I’ve been using Linux since roughly 1994 (starting with Debian and Slackware); first it was an OS I installed and visited now and then, then I began using it pretty regularly (with copious distro-hopping) around 2008, and finally I went all-Linux in 2013.
In all that time, through various different distros, I have never had a distro break on me. To the best of my recollection, I have never had an unbootable Linux system (but I have had unbootable Windows systems a few times, oh yes). And I have never run any sort of system backup (although, obviously, I back up any important data to external drives).
My longest-running installation is SolydXK, with my original 2013 install still working great today (it was my #1 daily driver until late 2019, upgraded-in-place via their upgrade scripts through the years). I have a Debian Testing install that’s been running for 6 years, I ran a single Manjaro installation for almost 5 years, and I now have multiple Arch installs, with the oldest approaching the 5 year mark. No problems with any of them (beyond the usual and expected stuff, like a bug in KDE here and there on the rolling distros).
I’m going to share with you what has worked for me; take it or leave it as you will, but it’s definitely kept my systems running smoothly.
I call it The Tardy Way™. It consists of 2 simple rules:
1 - Don’t do anything stupid
2 - Don’t try to turn a distro into something it isn’t
Point number 1 can mean different things to different people, depending upon how much experience they have and how confident they are at problem solving. But basically, don’t do things you don’t understand. Don’t blindly input commands you found in a 5-year-old Reddit post into the terminal. Don’t edit a critical system file without making a backup (.bak) of that file. If you’re not confident in your abilities to recover a system, learn about and use Timeshift or some other system backup. If you’re running an Arch-based system, check the latest Arch announcements before doing an update.
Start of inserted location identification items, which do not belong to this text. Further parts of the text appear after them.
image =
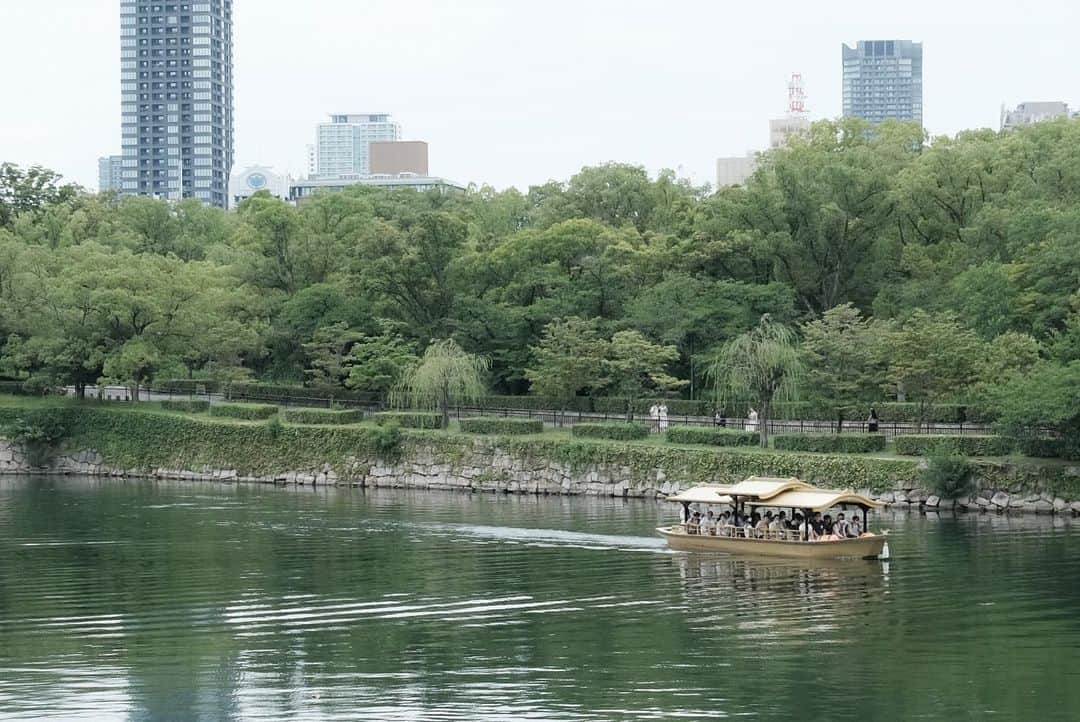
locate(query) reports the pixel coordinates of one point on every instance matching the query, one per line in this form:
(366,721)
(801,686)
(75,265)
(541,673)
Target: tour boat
(788,494)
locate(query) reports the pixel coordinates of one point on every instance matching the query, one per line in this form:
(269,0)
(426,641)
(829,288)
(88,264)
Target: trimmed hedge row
(711,436)
(619,432)
(829,443)
(409,419)
(338,417)
(246,411)
(482,425)
(187,406)
(969,446)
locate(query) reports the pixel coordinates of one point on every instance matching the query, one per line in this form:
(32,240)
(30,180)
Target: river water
(159,600)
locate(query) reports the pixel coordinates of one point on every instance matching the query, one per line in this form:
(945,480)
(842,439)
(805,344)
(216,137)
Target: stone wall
(488,468)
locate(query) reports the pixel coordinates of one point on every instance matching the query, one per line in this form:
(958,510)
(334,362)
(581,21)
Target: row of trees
(935,271)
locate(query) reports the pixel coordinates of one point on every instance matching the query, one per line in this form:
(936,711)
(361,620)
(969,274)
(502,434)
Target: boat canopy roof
(770,491)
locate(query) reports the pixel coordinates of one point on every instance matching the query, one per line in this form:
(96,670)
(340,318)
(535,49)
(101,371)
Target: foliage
(494,425)
(246,411)
(969,445)
(445,376)
(409,419)
(637,367)
(947,473)
(568,361)
(831,443)
(612,431)
(186,406)
(710,436)
(760,367)
(300,416)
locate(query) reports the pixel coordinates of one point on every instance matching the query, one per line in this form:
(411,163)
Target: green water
(178,601)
Point number 2 just means don’t try to turn a rolling release into a fixed-point distro, and don’t try to load up Debian Stable with dozens of backported packages to make it more like Arch. Etc, etc, etc. Accept a distro for what it is, and don’t try to bend it to be something that it inherently isn’t.
The Tardy Way™ may not be the best way, it’s certainly not the only way, and of course your mileage may vary. But it has always worked 100% of the time in my favor. It’s simple to remember, it’s simple to implement, and I think it will work well for just about anyone.